Results of analyses of surface- and groundwater samples are tabulated in Appendix A and shown graphically in Appendix B. Here we show the results for salinity, dissolved oxygen, pH, nutrients, metals, and wastewater indicators.

Basic Characterization

Salinity is arguably the most obvious indicator of Biscayne (salinity near 0 parts per thousand, ppt) or Floridan Aquifer (salinity about 2 ppt) water entering seawater (salinity about 35 ppt). Salinity of coastal surface water can also be affected by precipitation, evaporation, and surface-water runoff. The range of surface-water salinity encountered during the study period (Figure 4A and Appendices A2 and B1) was consistent with the known variability of salinity in the bay and offshore as shown by surface-water quality monitoring sites (http://serc.fiu.edu/wqmnetwork/). The lowest salinity and greatest variability were observed at the near shore sites, which are most affected by rainfall and runoff. Variability diminishes greatly offshore to normal seawater salinity of the reef tract that is maintained primarily by the salinity of the Gulf Stream. Groundwater salinity ranges are shown in Figure 4B. Samples from an onshore well (G-3613) in the shallow Biscayne Aquifer are shown for comparison. Only the Black Point Inshore (BPI) well consistently exhibited a pronounced and consistent low salinity of about 21 ppt, indicating possible dilution by Biscayne Aquifer water. The offshore Black Point (BkP) and Petrel Point wells showed slight decreases in salinity (32- 33 ppt), perhaps reflecting some brackish-water mixing from the Biscayne Aquifer and the lens beneath Elliott Key, respectively.

The range of surface-water temperatures (Figure 4C) reflected seasonal temperature change, also moderated by the temperature of the Gulf Stream to the east. Maximum ranges were recorded in the western bay, and minimum variation occurred on the reef tract. Groundwater wells all showed an expected decrease in seasonal temperature variation, but their variation was greater than that of the onshore well (G- 3613, Figure 4D).

statistical box plot of (A) surface-water salinity, (B) groundwater salinity, (C) surface-water temperature, and (D) groundwater temperature for the five sampling rounds
Figure 4. Statistical box plot of (A) surface-water salinity, (B) groundwater salinity, (C) surface-water temperature, and (D) groundwater temperature for the five sampling rounds. [larger image]

DO, DOC, and Nutrients

Dissolved oxygen (DO) was depleted in groundwater relative to that of overlying seawater. Surface waters were generally near saturation with respect to oxygen, but groundwater generally exhibited only a fraction of a percent saturation, nearing 2-3% in a few samples.

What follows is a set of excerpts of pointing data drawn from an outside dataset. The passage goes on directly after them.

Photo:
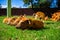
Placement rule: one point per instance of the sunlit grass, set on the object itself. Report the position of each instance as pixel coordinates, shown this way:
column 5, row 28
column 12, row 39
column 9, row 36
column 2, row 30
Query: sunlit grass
column 50, row 32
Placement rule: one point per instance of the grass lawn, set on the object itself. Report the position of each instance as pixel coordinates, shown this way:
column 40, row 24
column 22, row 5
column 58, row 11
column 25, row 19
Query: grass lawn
column 50, row 32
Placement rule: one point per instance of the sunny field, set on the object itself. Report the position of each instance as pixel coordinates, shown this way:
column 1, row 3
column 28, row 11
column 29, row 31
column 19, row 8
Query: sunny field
column 50, row 32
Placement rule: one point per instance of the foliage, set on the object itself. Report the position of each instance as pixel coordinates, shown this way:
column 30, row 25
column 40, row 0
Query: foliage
column 50, row 32
column 37, row 3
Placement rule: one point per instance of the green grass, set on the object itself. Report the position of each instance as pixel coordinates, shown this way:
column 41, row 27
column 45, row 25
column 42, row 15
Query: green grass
column 50, row 32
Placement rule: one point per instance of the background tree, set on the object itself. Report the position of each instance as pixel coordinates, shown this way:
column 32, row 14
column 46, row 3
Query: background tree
column 0, row 6
column 37, row 3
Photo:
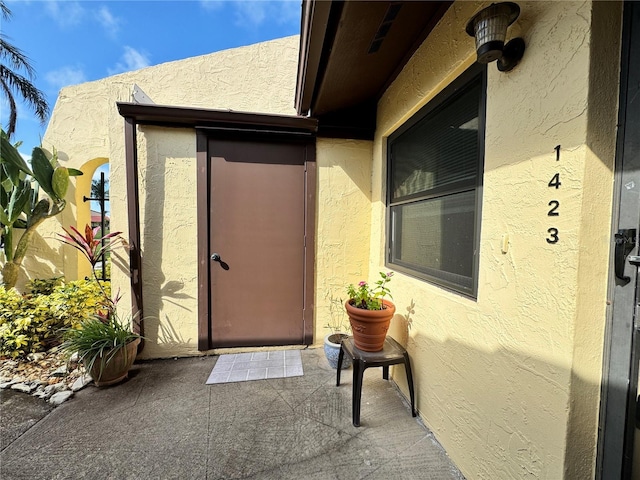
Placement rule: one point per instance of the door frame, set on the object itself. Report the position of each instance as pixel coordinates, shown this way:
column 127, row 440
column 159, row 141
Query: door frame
column 620, row 368
column 273, row 132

Dissolved organic carbon (DOC) in surface water was concentrated near the western shore of the bay (Appendices A1 and B2). In groundwater samples, DOC was also greatest along the western shore of the bay, with a secondary enrichment at Petrel Point. At the other well sites, surfacewater and groundwater values were similar.

With the exception of near shore sites, surface water contained very little soluble silicate (SiO2). Groundwater typically contains an order of magnitude more silica, perhaps as a result of groundwater interactions with quartz sand, than that observed in surface waters. Similarly, the onshore well exhibited high concentrations of nitrate, nitrite, dissolved inorganic nitrogen, and total soluble phosphorous. In contrast, relatively little ammonium exists in Biscayne Aquifer water compared to some surface-water samples from the Black Point Inshore site. Farther offshore in the bay and on the reefs, surface-water nutrient concentrations were low (compared to near shore values), but groundwater was consistently elevated relative to overlying seawater.

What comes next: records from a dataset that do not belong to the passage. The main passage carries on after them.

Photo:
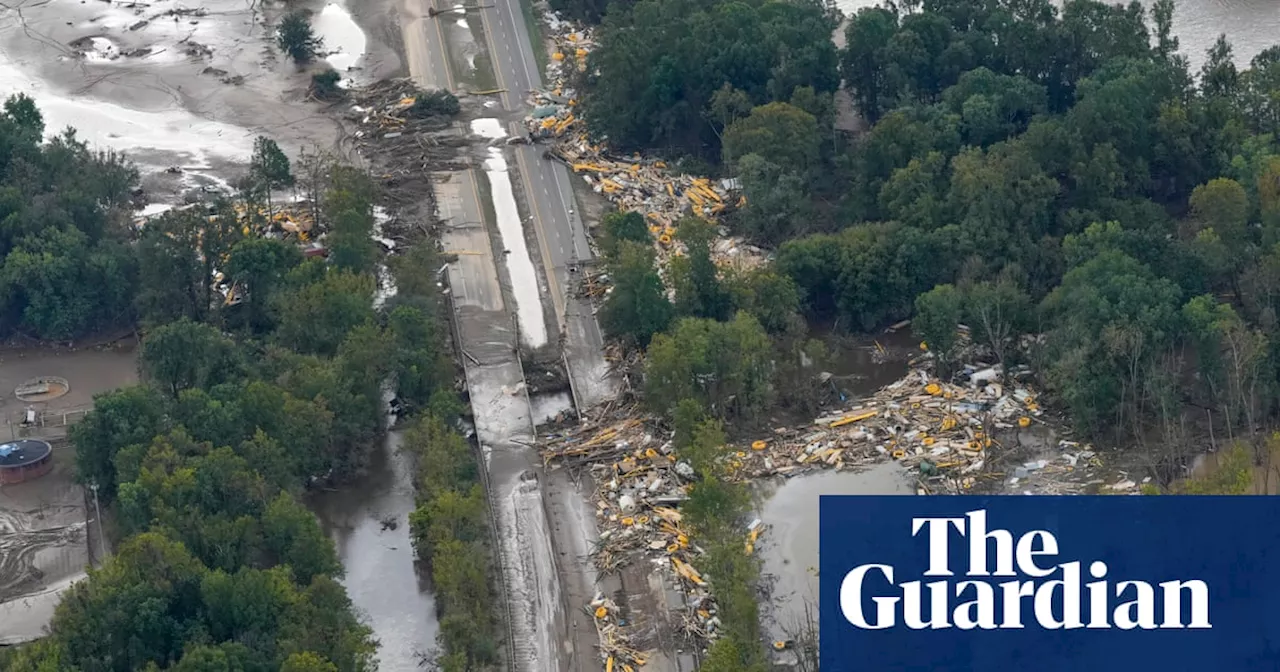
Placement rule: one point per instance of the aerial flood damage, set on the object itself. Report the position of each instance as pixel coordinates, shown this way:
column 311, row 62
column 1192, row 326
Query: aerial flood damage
column 599, row 567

Of the 64 elements analyzed, 19 were found to be above detection limits. The distributions of these elements in groundwater are listed in Appendices A1 and A2 and shown graphically in Appendix B3. Also shown is an average value from ocean water from Millero (1996). Some obvious differences occurred in the nearshore wells as a result of mixing seawater with the Biscayne Aquifer. These included low values of boron, calcium, lithium, magnesium, sodium, potassium, strontium, and vanadium in the Black Point wells. Farther offshore, these metals have similar values in seawater and groundwater, with a slight tendency toward higher values in surface water, perhaps as the result of surface evaporation.

Wastewater Compounds

Results of analyses for wastewater compounds are listed in Appendices A3 and A4. Of the suite of compounds analyzed, none were found to occur consistently at any sample site. Only three compounds (DEET, acetophenone, and total para-nonylphenol) were encountered above the method-reporting limits (MRL) during this study. All of these compounds were also encountered in field blank samples (de-ionized water samples that have undergone similar collection procedures as ground and surface water samples).

Radium and Radon Isotopes

During two field efforts in August 2002 and June 2003, we analyzed several groundwater and surface-water samples from select sites within BNP for radium-223 (223Ra) and excess radium- 224 (xs224Ra) as well as water-column radon-222 (222Rn) activities (Appendix A5). During August 2002, average groundwater activities of 223Ra and xs224Ra were 113.6 and 633.3 disintegrations per minute (dpm) 100L-1, respectively, while the average groundwater xs224Ra/223Ra-activity ratio was 10.2. In contrast, surface waters had expectedly much lower xs224Ra and 223Ra activities (10.9 and 24.1 dpm 100L-1 respectively) and an activity ratio (xs224Ra/223Ra) of 2.8. The xs224Ra/223Ra ratio value is in close agreement with an average Biscayne Bay surface water xs224Ra/223Ra activity ratio of 2.0 in water collected during a subsequent submarine groundwater investigation of Biscayne Bay (Swarzenski and others, 2004).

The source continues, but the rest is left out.